In meiner Satteltasche befand sich neben der „Wesentlichen Einsamkeit“ von Maurice Blanchot das ebenso schmale Bändchen „Legende von der Unruhe“ von Wladimir Kosin. Das eine war kurz zuvor in Westberlin, das andere in Ostberlin erschienen. Kosin hatte sich 1929 zusammen mit vielen anderen Spezialisten und Generalisten als Zoologe am Aufbau des ersten Sowchos in Turkmenien beteiligt: „Scharenweise irrten sie kreuz und quer durch die russischen Lande, hefteten sich dem allgegenwärtigen, ach so rätselhaften Sozialismus an die Fersen.“ Vierzig Jahre später erzählte Kosin die Schaffung einer „Insel des Sozialismus“ in der Wüste Karakum als eine Schöpfungslegende: Die Pioniere sind teils in Lumpen, teils in Lackstiefeln gekleidet, als erstes besetzen sie alle Führungspositionen. Aber dann tritt der sprachmächtige „Ritter der Revolution“, Nomad, und sein tatkräftiger Gefährte Iwan, „der sich stets in die Richtung bewegt, in die er gestossen wird“, auf den Plan – und die Sache kommt in Gang. Irgendwann ist Nomad das Ganze jedoch nicht mehr schwungvoll genug: Er will weiterziehen – mit seinem Gefährten Iwan, der eigentlich lieber im Sowchos geblieben wäre: Man hatte ihn dort gerade vom Pferdeknecht zum Oberstallmeister befördert. „Aus der Distanz der 60er Jahre lässt Kosin seine ‚legendären‘ Helden in komischen und tragischen Episoden die ‚Schöpfungstage‘ des Sozialismus vorspielen,“ heißt es dazu heute in einem Antiquariatskatalog. Der Hauptkonflikt des Romans – Sozialismus oder rosaroter „Gnomensozialismus“ – liegt in dem Widerstreit zwischen dem revolutionären Geist Nomad, dem ewig jungen und sehnsüchtig Verliebten, der aus der Wüste einen Garten machen will, und Antiochus, dem Symbol selbstgefälligen Funktionärstums, der, ehemals Revolutionär, den Versuchungen der Macht erlegen ist.

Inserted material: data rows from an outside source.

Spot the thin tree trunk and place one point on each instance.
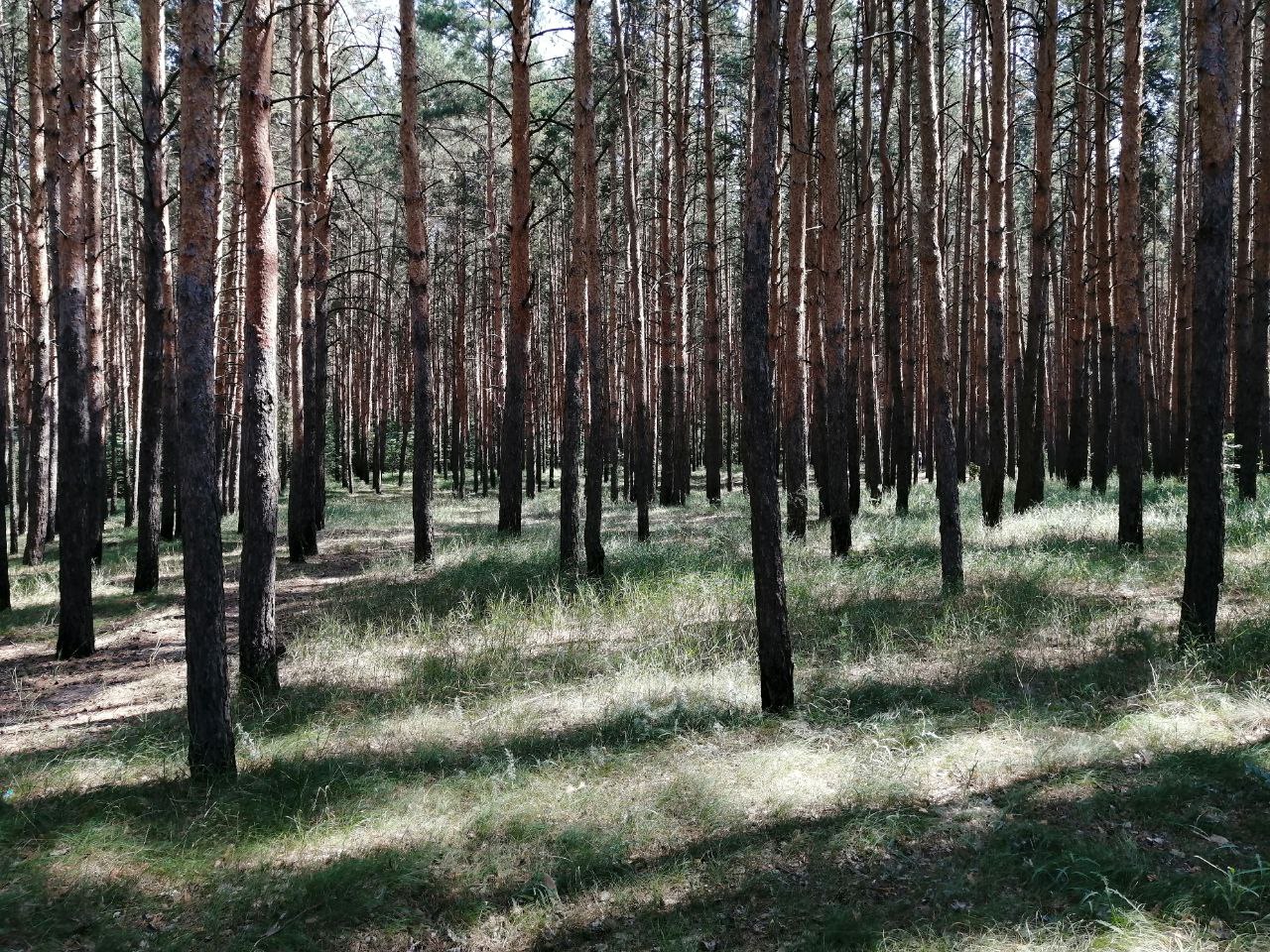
(1129, 294)
(934, 303)
(1216, 30)
(211, 742)
(776, 665)
(516, 407)
(258, 644)
(154, 255)
(420, 277)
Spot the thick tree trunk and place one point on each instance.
(1129, 294)
(258, 644)
(934, 303)
(211, 742)
(1250, 403)
(76, 498)
(775, 661)
(420, 291)
(516, 408)
(1218, 36)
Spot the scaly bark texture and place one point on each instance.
(1218, 49)
(258, 639)
(794, 372)
(76, 502)
(835, 492)
(515, 405)
(993, 477)
(1129, 293)
(157, 278)
(1030, 407)
(930, 255)
(420, 291)
(775, 660)
(211, 730)
(1250, 400)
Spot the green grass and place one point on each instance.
(490, 756)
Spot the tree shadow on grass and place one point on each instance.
(1069, 849)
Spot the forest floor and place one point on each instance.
(489, 756)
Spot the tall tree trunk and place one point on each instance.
(154, 257)
(258, 644)
(837, 489)
(775, 661)
(597, 350)
(516, 408)
(1030, 485)
(710, 330)
(794, 373)
(993, 477)
(1078, 465)
(1251, 370)
(1101, 249)
(211, 742)
(420, 280)
(1129, 294)
(1218, 36)
(40, 45)
(76, 498)
(934, 303)
(640, 438)
(576, 291)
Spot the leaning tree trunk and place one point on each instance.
(154, 262)
(211, 730)
(515, 407)
(420, 281)
(1218, 40)
(258, 643)
(934, 301)
(775, 661)
(1128, 264)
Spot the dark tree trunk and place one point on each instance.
(516, 408)
(258, 644)
(211, 730)
(1218, 37)
(420, 280)
(154, 259)
(1250, 403)
(76, 500)
(1128, 263)
(775, 661)
(934, 299)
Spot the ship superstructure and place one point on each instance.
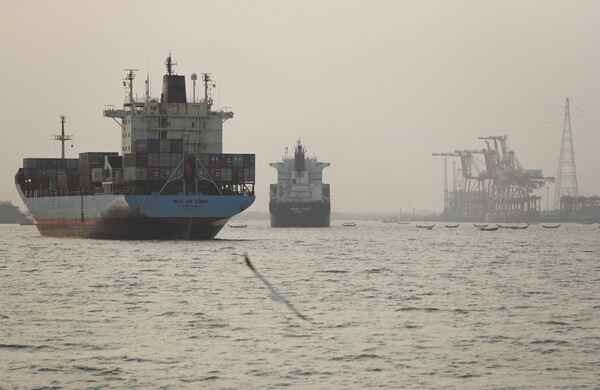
(170, 180)
(300, 198)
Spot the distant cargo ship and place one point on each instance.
(169, 181)
(300, 199)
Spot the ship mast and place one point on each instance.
(129, 78)
(62, 137)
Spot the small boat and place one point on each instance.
(489, 229)
(519, 227)
(551, 226)
(238, 226)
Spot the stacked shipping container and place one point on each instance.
(153, 160)
(159, 160)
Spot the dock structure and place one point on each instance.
(493, 184)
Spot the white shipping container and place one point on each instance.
(96, 175)
(141, 173)
(129, 174)
(118, 175)
(249, 174)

Das erinnert an Erwin Strittmatters „Ole Bienkopp“, der seine Kolchose noch vor der Bodenreform gründen wollte – und ebenfalls bei den Funktionären auf heftigen Widerstand stieß. Auch er also ein (gescheiterter) Don Quichotte. 1989 erging es mir ähnlich, da ich als reingeschmeckter Rinderpfleger mithelfen wollte, die LPG Tierproduktion „Florian Geyer“ in Saarmund über die Wende zu retten – vergeblich: Schon eine kleine 12köpfige Demo vor der Schweinemastanlage reichte z.B. aus, damit der Rat des Kreises sie sofort schließen ließ.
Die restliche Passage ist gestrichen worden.